Gomery goes on to describe a failed attempt at dinner, before explaining that “our wooing of the god Morpheus was an amateur effort of the rankest kind, compared to the wooing of the god Bacchus by the lords of the forest in the bar-room just beneath those creaking boards. I must admit that the occasional concerted rendering of one of the old French-Canadian chansons lent a picturesque air, but these were outnumbered, and out-hollered, by strictly up-to-date and strictly unprintable songs of the rivermen.

“I cannot say that the night hung heavily, because nothing is more enlivening than a series of fights which you hear, but cannot see, and the frequent smashing of bottles proved at least that interest was not flagging. About two o’clock Sunday morning the revelers went their noisy, uncertain way…”

The rapids no longer exist – they were dammed when Canada’s first nuclear reactor was built here at Rolphton, in 1962, the year that the Trans-Canada Highway was opened.

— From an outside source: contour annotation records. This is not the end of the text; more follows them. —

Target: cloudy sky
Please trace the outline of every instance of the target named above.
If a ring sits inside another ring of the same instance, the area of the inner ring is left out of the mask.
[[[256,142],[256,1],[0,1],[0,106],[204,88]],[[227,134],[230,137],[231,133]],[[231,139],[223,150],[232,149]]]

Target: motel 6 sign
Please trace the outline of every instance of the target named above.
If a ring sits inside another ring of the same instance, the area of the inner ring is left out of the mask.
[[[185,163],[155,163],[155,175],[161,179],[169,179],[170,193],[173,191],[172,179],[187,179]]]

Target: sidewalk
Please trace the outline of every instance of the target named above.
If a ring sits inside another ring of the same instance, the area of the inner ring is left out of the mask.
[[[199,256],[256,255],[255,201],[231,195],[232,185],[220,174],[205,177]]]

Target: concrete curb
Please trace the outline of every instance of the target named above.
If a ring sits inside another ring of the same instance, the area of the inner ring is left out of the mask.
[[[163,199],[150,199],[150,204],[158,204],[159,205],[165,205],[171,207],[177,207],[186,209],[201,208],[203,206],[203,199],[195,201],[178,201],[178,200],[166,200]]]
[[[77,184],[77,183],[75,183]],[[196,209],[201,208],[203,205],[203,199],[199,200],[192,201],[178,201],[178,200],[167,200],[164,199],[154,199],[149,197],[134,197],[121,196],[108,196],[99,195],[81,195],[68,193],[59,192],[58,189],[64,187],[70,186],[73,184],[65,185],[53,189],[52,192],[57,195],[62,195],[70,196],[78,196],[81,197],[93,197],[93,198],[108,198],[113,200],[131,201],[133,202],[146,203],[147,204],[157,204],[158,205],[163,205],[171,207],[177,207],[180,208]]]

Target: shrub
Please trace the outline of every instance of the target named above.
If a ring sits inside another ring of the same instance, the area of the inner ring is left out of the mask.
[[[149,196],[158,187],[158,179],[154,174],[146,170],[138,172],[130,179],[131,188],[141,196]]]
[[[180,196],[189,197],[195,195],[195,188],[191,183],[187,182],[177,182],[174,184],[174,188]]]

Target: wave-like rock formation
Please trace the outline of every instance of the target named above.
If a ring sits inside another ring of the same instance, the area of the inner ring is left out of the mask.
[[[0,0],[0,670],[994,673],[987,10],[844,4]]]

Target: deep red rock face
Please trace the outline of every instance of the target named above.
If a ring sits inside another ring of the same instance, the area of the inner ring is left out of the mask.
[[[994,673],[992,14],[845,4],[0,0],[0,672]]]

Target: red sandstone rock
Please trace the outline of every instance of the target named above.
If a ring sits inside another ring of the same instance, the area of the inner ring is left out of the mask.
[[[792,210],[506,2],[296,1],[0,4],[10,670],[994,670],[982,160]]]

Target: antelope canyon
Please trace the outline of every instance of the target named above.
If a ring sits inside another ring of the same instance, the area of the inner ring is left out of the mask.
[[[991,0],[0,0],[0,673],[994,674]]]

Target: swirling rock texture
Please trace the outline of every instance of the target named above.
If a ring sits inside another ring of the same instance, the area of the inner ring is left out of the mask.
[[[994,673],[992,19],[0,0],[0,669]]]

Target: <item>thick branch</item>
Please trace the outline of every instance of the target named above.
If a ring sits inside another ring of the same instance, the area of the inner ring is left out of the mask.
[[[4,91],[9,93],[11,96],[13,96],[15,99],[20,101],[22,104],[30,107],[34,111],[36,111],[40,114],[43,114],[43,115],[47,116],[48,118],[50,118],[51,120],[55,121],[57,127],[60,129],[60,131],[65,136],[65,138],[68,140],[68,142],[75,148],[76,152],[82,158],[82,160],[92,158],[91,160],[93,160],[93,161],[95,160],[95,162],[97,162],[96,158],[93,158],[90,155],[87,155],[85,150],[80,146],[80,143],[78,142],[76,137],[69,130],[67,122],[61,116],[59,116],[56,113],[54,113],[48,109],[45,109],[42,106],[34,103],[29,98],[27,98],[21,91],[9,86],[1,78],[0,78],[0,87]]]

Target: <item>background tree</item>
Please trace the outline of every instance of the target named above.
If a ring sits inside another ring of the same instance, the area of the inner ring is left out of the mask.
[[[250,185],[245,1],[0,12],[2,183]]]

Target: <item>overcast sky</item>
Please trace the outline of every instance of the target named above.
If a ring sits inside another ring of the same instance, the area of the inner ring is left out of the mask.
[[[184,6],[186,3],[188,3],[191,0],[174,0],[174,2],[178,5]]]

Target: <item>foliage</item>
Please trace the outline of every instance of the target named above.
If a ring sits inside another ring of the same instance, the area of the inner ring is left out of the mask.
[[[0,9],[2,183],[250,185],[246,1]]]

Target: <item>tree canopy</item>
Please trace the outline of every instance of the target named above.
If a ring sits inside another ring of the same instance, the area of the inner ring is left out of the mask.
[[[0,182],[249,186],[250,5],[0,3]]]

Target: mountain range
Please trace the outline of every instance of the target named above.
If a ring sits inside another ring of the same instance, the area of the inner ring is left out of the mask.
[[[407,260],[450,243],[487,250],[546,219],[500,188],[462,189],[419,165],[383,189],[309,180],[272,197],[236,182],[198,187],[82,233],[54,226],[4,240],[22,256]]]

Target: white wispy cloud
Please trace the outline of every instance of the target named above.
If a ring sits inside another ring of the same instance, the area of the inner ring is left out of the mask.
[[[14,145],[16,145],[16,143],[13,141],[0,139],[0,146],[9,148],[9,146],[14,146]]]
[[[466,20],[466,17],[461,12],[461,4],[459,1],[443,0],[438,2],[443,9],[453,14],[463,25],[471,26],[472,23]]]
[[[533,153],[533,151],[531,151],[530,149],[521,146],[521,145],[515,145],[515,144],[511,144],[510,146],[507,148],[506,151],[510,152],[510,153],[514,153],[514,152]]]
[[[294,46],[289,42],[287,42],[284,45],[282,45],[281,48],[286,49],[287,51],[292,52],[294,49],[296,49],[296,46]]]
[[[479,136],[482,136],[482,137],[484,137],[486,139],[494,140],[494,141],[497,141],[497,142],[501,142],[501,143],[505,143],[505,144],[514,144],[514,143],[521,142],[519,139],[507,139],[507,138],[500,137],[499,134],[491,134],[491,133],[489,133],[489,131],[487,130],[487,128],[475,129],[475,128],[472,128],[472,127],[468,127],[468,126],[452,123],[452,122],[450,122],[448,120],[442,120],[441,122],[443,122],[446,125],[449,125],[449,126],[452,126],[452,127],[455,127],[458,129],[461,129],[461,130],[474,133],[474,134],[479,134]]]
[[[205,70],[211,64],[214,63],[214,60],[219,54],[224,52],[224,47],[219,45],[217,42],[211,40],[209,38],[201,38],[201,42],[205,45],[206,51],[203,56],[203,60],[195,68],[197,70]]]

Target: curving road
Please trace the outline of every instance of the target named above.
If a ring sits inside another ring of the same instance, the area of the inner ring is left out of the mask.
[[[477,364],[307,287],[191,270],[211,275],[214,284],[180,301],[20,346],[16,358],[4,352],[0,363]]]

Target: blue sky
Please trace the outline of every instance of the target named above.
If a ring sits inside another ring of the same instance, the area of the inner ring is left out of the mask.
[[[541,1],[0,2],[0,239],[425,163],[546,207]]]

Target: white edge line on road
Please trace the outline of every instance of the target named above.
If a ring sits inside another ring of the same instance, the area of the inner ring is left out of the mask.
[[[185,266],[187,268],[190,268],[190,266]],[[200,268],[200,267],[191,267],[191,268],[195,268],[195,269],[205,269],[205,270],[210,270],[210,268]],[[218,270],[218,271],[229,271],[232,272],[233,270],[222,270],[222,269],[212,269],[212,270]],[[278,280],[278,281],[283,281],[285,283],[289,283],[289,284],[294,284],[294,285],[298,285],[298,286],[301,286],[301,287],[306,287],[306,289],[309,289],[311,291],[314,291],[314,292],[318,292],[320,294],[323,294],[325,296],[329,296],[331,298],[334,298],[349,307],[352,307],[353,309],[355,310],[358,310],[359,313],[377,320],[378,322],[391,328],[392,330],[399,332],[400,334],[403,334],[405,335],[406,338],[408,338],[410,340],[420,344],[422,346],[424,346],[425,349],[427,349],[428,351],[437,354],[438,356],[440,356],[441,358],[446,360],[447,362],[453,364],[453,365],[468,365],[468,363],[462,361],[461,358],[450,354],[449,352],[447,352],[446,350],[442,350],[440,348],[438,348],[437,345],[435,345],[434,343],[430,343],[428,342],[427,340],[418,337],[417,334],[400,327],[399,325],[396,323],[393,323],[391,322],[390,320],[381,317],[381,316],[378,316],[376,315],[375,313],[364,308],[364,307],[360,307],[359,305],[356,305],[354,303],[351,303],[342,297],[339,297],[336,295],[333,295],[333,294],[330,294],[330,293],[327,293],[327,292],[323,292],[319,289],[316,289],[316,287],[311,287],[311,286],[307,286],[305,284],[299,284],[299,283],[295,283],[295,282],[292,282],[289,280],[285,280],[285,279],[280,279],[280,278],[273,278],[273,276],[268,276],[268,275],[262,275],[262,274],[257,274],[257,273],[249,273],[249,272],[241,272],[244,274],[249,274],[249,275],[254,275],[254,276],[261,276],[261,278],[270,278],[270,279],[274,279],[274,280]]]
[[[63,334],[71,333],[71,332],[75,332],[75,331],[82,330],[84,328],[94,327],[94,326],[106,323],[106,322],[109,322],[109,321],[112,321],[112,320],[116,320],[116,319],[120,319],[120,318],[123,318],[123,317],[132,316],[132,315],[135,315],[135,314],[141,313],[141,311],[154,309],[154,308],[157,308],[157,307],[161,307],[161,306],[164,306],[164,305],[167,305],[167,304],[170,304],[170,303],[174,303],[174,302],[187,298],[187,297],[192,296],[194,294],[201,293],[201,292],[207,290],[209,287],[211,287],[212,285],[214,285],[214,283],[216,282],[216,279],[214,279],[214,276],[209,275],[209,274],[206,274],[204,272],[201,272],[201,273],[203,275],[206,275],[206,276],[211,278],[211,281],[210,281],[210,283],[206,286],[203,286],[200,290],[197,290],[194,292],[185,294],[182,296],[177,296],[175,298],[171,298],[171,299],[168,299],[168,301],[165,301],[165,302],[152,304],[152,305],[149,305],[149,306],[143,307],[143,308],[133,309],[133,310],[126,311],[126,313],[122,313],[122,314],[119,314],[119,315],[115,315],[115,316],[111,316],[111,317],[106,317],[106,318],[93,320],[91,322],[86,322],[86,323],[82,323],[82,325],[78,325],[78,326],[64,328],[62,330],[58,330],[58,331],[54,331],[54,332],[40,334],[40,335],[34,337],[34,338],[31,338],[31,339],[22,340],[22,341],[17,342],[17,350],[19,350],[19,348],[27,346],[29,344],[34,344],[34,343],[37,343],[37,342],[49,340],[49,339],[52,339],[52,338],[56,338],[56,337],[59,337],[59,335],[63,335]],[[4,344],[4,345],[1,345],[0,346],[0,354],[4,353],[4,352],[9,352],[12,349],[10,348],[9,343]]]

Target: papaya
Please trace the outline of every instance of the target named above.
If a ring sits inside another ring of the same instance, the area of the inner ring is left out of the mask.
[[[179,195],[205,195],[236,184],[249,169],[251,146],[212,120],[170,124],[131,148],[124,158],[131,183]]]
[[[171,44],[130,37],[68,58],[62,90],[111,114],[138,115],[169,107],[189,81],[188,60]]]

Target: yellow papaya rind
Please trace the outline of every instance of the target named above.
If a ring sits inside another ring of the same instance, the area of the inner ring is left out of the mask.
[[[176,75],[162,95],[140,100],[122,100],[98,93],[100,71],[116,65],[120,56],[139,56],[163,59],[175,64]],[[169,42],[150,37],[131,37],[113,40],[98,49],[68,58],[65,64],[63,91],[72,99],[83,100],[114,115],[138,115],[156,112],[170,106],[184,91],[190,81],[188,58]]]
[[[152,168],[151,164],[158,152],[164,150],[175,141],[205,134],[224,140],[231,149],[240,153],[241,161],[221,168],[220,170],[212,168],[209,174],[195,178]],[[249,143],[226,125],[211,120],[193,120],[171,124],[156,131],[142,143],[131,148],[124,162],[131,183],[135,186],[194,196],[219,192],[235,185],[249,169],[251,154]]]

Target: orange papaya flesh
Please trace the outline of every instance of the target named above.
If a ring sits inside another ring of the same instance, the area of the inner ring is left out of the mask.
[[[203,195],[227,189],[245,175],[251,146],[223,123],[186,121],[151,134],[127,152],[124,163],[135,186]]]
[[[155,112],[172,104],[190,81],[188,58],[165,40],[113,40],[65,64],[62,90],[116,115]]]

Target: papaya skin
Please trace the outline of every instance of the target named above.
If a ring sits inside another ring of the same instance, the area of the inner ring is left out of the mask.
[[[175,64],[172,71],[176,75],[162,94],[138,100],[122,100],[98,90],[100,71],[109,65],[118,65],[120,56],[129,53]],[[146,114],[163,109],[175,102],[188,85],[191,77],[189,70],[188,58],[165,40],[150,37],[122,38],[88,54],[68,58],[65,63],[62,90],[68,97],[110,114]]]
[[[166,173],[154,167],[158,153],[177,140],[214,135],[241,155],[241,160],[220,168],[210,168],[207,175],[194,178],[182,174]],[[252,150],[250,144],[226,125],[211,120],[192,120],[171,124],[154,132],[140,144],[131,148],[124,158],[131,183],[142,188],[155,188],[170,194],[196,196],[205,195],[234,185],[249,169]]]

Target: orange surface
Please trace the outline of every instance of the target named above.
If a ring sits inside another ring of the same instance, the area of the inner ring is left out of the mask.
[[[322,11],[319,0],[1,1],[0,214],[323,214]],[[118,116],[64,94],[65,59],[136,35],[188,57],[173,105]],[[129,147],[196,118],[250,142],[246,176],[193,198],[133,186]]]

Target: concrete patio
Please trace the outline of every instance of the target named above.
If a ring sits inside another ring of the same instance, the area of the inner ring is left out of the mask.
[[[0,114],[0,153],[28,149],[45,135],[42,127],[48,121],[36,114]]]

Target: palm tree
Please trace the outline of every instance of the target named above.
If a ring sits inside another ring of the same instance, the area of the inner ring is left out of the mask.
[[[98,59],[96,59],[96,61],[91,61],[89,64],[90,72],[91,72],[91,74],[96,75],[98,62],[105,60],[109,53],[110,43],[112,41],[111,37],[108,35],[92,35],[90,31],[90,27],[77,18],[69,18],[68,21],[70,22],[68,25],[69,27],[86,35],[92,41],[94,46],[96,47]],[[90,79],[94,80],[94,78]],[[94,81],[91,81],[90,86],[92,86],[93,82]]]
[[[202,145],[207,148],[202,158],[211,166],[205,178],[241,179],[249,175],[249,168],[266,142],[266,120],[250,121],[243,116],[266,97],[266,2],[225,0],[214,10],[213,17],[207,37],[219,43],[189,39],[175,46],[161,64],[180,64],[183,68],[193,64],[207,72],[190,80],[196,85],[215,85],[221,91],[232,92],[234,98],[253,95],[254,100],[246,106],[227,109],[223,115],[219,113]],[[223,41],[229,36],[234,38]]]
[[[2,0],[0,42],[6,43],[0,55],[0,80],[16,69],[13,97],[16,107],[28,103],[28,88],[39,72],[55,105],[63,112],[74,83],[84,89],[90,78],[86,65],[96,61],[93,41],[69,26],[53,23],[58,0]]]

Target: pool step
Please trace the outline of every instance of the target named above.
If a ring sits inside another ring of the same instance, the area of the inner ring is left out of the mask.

Traffic lights on the TCH at Renfrew

Traffic lights on the TCH at Renfrew

NOW: (Renfrew)  The road south of Renfrew is mostly twinned four-lane, as fast and as safe as you can find in Canada. And if you drive west on the TCH from Antigonish, Nova Scotia, this is the first point on the highway – after 1,540 kilometres – that you’ll find a traffic light.

The road is widening and being improved. Perhaps one day it will be possible to drive across Canada without ever having to stop for anything except fuel. After all, it’s been less than 70 years since motorists were even able to drive across the country, let alone on good roads. All it takes now is money …

SOMETHING DIFFERENT … (Pembroke) My twitter followers will remember regular @WheelsMark tweets from Newfoundland cursing the cold temperatures on the Rock – it was only 2 degrees in Twillingate and rarely hit double figures. I changed my rule then, which had decreed the top will always be down on the Camaro unless it’s raining, to allow me to close it when the temperature dropped into single digits.

Hot enough now?

Hot enough now?

After today, I’m thinking of adjusting that rule to allow me to close it when the temperature goes above 38 degrees. That’s 100 degrees Fahrenheit in the old measure, and plenty hot enough in an open convertible.